‘Dance needs no justification, no explanation’
As the world celebrates International Dance Day, we reflect on the words of Crystal Pite who penned this year’s message. A Canadian choreographer and dancer, her works tackle difficult subject matters such as trauma, addiction, conflict and mortality.
She has worked with ballet companies in Canada and Europe such as Ballet British Columbia and Ballett Frankfurt She founded her own company Kidd Pivot while also working with Sadlers Wells and Nederlands Dans Theater. Her achievements include multiple Laurence Olivier Awards for Best New Dance Production, Critics' Circle National Dance Award for Best Modern Choreography, and the Crystal Dance Prize to name a few.
Her words are especially relevant given the state of chaos that the world is experiencing today. Despite the challenging times, she finds comfort among creatives and reminds dancers of their role in affirming humanity’s courage and kindness in the midst of conflict.
Below is her message:
“Humans move - our arms reach out, our knees collapse, our heads nod, our chests cave in, our backs arch, we jump, we shrug, we clench our fists, we pick each other up and push each other away. This is language as much as it is action. This is what the body has to say about need, defeat, courage, despair, desire, joy, ambivalence, frustration, love. These images flash with meaning in the mind because we have felt these things so purely in the body - we have been moved.
We are dancers, all of us. Life moves us; life dances us. Ephemeral as breath, concrete as bone, a dance is made of us. We sculpt space. We write with our bodies in a wordless language that is deeply understood. We grace the space within and around us when we dance.
Like life, a dance creates and destroys itself in every moment. Like love, it is beyond reason.
I like to think of the body as a location; a place where being is held and shaped. When we dance, we are profoundly engaged in being there.
I’m writing this in early 2026, when there seems to be no end to the oppression, upheaval and suffering in our world. Daily, as we witness the horror of what humans are capable of doing to each other and the machinery of power that funds and fuels unspeakable violence to people and planet, dance feels like a facile, useless response. It’s hard to imagine what a dance artist can do in a world that so badly needs radical change and healing.
And yet - art, like hope, is a form of love. Defiantly generative in the face of desecration, art is a solvent for the calcifying mind and a balm to heal it. Art is a vessel to hold us while we grapple with questions - together - in a way that is different from news, different from documentary and education, different from opinion and social media, different from activism and protest, but not incompatible.

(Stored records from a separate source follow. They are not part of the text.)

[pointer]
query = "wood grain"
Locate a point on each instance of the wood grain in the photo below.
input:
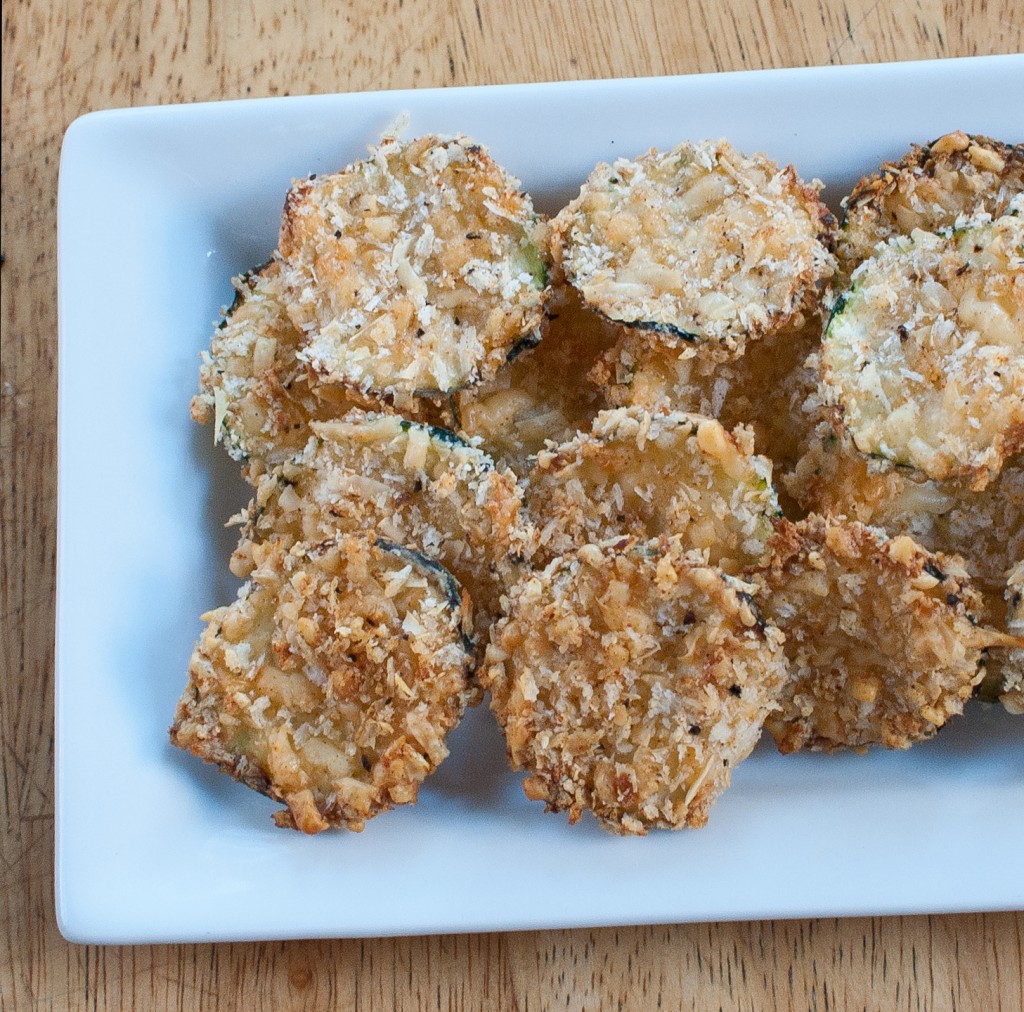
(61, 60)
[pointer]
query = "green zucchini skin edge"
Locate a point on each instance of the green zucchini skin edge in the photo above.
(668, 330)
(451, 586)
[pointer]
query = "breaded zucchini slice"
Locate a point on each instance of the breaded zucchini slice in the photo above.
(631, 680)
(699, 245)
(931, 187)
(880, 633)
(647, 475)
(764, 388)
(416, 269)
(252, 385)
(925, 354)
(332, 681)
(412, 483)
(544, 394)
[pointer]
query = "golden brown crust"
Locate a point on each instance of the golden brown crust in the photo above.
(260, 396)
(880, 634)
(924, 355)
(416, 269)
(630, 681)
(331, 682)
(412, 483)
(646, 475)
(765, 387)
(544, 393)
(930, 187)
(699, 244)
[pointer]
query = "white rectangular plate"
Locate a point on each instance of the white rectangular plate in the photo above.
(158, 209)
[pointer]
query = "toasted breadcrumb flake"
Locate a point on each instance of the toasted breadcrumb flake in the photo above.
(310, 688)
(631, 681)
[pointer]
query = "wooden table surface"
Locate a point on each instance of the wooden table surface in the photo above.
(60, 60)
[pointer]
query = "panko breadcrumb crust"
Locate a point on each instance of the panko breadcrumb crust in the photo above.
(332, 681)
(412, 483)
(631, 680)
(650, 474)
(260, 397)
(957, 175)
(700, 244)
(543, 394)
(684, 298)
(881, 636)
(416, 269)
(924, 355)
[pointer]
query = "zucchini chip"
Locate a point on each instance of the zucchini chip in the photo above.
(415, 270)
(931, 187)
(699, 245)
(331, 682)
(631, 680)
(414, 485)
(764, 388)
(252, 385)
(881, 636)
(925, 354)
(647, 475)
(544, 394)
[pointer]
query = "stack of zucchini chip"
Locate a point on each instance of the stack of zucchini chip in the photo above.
(681, 464)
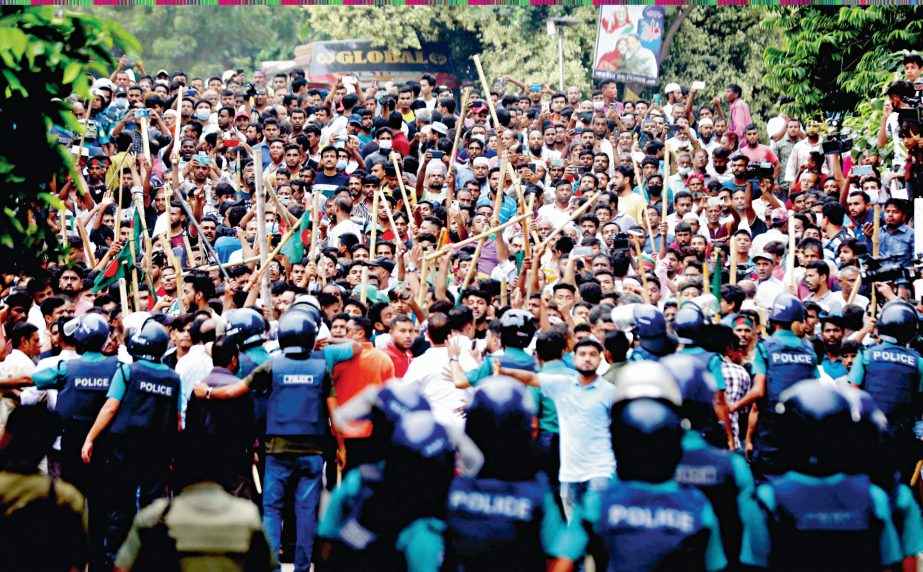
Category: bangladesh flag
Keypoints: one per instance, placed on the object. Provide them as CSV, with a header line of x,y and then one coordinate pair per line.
x,y
294,249
117,268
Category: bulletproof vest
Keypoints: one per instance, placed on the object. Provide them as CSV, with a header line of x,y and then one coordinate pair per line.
x,y
786,366
711,471
296,404
891,376
823,526
496,525
85,388
151,401
508,362
644,529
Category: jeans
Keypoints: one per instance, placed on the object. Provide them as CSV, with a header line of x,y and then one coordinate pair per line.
x,y
572,493
301,474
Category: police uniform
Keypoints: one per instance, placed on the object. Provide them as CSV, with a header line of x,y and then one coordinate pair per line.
x,y
143,434
785,359
203,528
893,376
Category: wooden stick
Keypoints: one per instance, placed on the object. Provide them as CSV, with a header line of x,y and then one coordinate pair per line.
x,y
574,216
400,183
486,86
174,262
144,140
876,228
733,278
262,236
475,238
88,248
459,125
644,293
374,227
123,297
262,269
363,288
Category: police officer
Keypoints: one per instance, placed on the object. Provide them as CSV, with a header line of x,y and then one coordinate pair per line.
x,y
300,399
505,518
892,374
645,520
780,361
722,476
692,330
142,413
820,518
517,328
82,384
203,527
341,547
654,341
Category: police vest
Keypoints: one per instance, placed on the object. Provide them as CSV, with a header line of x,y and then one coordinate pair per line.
x,y
786,366
296,404
823,526
507,362
151,400
653,530
85,387
891,376
711,471
496,525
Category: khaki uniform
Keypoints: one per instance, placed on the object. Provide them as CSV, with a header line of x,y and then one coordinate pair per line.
x,y
211,530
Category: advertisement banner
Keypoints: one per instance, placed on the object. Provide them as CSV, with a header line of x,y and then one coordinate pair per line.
x,y
628,41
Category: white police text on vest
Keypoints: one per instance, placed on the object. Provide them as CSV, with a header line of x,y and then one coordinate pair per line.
x,y
645,517
792,358
156,388
297,379
894,357
91,383
505,505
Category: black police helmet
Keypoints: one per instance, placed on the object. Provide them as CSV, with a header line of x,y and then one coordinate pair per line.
x,y
897,323
246,327
91,333
688,322
646,436
297,333
517,327
149,342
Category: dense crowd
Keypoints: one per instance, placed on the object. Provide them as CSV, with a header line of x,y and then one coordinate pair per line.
x,y
503,328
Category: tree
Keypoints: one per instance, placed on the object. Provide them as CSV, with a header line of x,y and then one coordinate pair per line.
x,y
46,57
721,47
206,40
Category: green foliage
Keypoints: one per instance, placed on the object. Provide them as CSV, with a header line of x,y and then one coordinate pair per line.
x,y
831,59
206,40
45,57
510,40
722,46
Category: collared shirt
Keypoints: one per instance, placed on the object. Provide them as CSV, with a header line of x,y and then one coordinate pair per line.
x,y
584,414
897,241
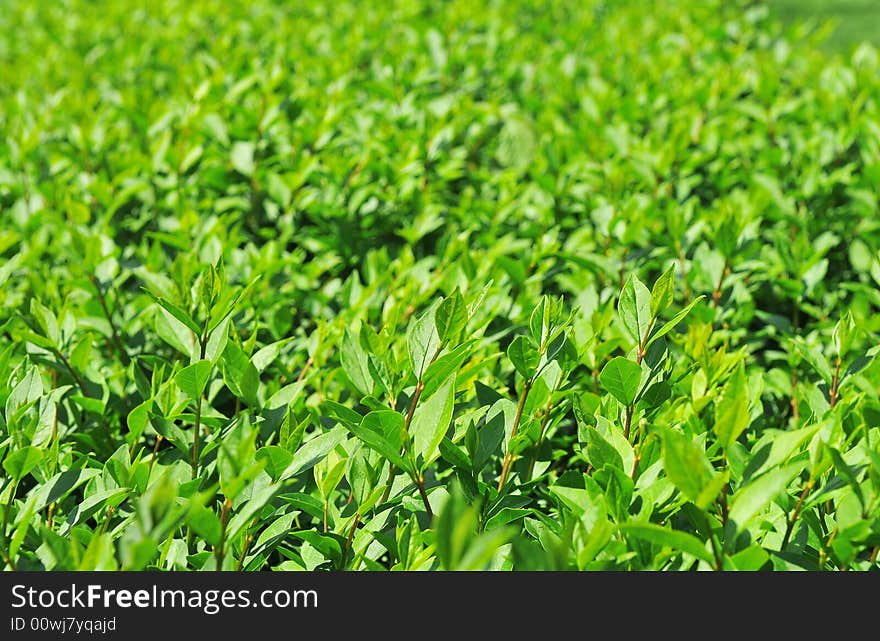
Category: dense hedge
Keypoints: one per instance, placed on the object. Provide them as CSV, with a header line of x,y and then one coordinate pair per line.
x,y
333,285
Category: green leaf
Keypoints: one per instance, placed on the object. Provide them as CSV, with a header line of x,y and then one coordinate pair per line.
x,y
817,361
732,408
205,523
276,460
193,379
621,377
382,431
312,451
242,157
756,495
663,291
422,341
675,539
444,367
451,317
454,455
634,308
670,325
240,375
524,356
598,451
176,312
431,420
22,461
47,320
686,465
355,364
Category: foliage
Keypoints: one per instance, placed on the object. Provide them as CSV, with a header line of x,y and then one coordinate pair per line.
x,y
420,285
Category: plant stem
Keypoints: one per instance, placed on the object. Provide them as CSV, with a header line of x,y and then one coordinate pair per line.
x,y
203,345
305,369
349,539
76,377
719,566
247,544
683,266
220,551
196,434
8,508
420,483
6,556
789,528
117,342
420,385
508,457
833,397
716,295
627,424
540,442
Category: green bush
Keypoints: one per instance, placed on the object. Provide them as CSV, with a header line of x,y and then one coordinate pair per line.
x,y
590,285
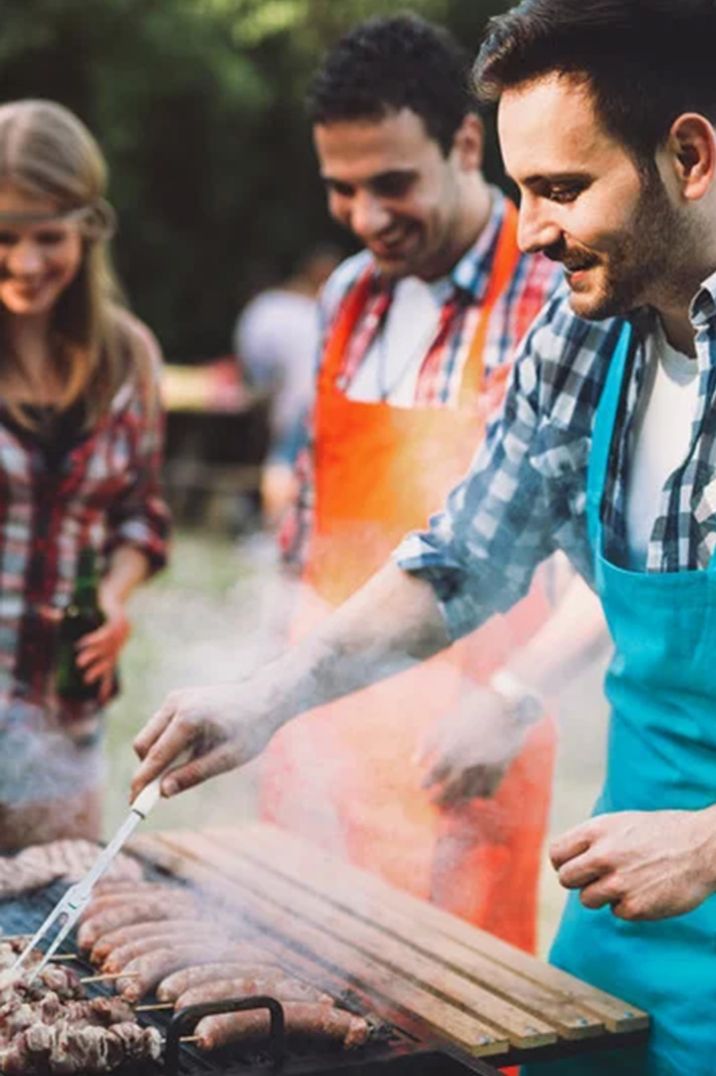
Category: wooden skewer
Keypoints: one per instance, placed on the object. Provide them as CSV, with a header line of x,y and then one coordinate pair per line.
x,y
109,977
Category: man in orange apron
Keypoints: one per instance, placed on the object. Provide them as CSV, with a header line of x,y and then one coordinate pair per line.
x,y
420,329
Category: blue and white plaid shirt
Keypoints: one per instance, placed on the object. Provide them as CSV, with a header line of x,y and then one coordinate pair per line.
x,y
525,496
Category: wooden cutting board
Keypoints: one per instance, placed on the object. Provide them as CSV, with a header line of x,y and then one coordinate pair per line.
x,y
469,988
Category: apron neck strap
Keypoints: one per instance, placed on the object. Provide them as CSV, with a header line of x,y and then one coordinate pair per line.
x,y
603,435
506,258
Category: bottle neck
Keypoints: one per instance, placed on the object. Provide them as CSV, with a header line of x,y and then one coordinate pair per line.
x,y
86,582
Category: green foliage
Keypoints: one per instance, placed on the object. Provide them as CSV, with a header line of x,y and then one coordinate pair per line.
x,y
198,104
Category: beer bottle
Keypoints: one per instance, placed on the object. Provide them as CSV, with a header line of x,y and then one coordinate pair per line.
x,y
83,614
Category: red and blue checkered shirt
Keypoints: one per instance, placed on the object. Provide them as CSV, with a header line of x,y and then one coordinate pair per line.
x,y
439,378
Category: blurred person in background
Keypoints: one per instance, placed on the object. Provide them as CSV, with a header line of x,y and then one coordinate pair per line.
x,y
418,333
80,456
276,340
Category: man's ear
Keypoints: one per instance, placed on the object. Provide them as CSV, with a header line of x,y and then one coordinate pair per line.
x,y
468,143
691,147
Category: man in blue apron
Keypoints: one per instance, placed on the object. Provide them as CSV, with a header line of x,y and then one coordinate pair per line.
x,y
606,450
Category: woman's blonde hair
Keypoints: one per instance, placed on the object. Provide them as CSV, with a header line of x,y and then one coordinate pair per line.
x,y
46,152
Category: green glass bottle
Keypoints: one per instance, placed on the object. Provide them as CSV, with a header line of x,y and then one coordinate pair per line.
x,y
83,614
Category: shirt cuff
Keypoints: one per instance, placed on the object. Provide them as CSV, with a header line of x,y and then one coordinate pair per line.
x,y
462,600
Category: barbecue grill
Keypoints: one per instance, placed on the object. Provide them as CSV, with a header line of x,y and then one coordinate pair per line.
x,y
421,1023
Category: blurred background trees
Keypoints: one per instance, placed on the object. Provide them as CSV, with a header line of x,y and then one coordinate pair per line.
x,y
198,105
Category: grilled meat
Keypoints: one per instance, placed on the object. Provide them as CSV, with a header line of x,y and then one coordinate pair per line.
x,y
40,864
316,1022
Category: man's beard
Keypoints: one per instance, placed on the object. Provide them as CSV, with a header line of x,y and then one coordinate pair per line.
x,y
643,260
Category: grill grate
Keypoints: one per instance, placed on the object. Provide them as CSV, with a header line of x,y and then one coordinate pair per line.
x,y
397,1045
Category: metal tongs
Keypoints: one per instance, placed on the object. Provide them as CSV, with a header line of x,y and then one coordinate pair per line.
x,y
70,907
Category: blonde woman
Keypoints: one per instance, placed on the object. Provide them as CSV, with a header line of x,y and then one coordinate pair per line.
x,y
80,443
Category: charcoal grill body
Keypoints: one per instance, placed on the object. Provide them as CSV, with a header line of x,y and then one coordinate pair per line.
x,y
402,1046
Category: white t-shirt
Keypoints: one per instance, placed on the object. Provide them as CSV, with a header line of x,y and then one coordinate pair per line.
x,y
661,437
391,366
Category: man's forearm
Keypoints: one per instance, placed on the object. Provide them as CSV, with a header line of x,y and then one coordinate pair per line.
x,y
391,623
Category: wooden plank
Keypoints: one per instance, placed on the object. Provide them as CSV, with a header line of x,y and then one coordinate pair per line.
x,y
524,1030
617,1016
446,1020
549,1006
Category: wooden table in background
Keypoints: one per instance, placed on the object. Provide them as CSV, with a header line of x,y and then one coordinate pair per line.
x,y
488,997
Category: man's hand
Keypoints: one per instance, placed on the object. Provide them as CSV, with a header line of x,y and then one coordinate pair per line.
x,y
468,752
220,726
644,864
99,650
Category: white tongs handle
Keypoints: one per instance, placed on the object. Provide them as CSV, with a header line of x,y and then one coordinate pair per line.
x,y
70,907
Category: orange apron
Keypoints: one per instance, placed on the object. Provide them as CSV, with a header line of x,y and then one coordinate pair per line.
x,y
342,775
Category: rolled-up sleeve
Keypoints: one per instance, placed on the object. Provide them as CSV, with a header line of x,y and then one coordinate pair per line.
x,y
480,552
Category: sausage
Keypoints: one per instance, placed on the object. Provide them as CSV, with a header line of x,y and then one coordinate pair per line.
x,y
275,984
124,916
149,892
143,973
123,935
121,956
179,982
318,1022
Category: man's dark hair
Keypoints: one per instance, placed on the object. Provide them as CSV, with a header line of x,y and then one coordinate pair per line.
x,y
646,61
385,65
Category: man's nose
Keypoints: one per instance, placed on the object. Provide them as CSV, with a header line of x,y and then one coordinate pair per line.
x,y
24,259
368,215
537,230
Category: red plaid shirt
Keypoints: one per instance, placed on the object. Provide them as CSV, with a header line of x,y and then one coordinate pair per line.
x,y
102,491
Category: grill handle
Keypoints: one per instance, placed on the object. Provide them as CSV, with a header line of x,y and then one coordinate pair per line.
x,y
186,1019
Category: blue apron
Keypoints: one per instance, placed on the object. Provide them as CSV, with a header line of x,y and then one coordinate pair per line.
x,y
661,754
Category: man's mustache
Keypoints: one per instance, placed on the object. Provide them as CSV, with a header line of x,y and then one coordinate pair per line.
x,y
572,259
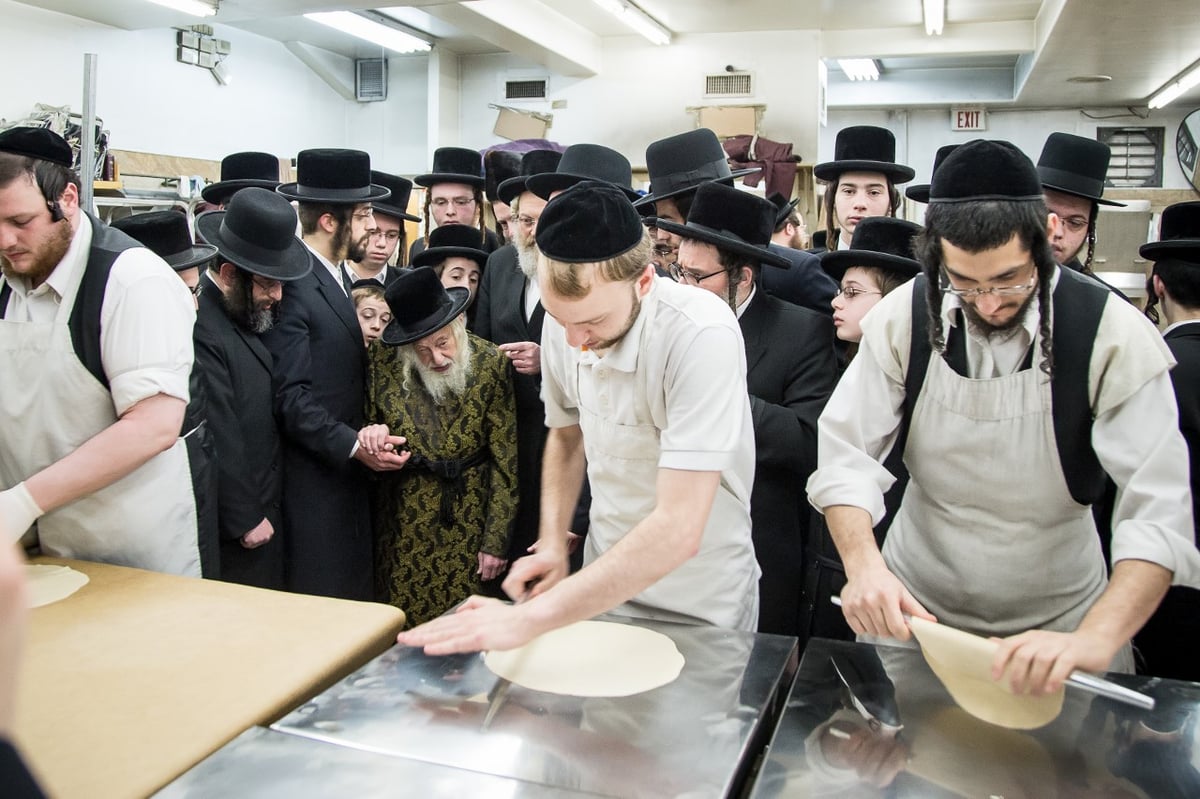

Through creativity, we accumulate resistance and hope through small acts of courage, curiosity, kindness and collaboration. In dance, and in dance-making, we find proof that humanity is more than our latest heartbreaking global failure.
But dance needs no justification, no explanation. It’s made of us yet owes us nothing. It only needs to inhabit a willing body. From that location, it can translate the ineffable; acting as an intermediary between us and the unknown.
We are moved by these vanishing traces of beauty in the present moment. And as we embody both the dance and its disappearance, we are reminded of our impermanence. At the same time, if we are paying attention, dance will give us an occasional glimpse of the soul.”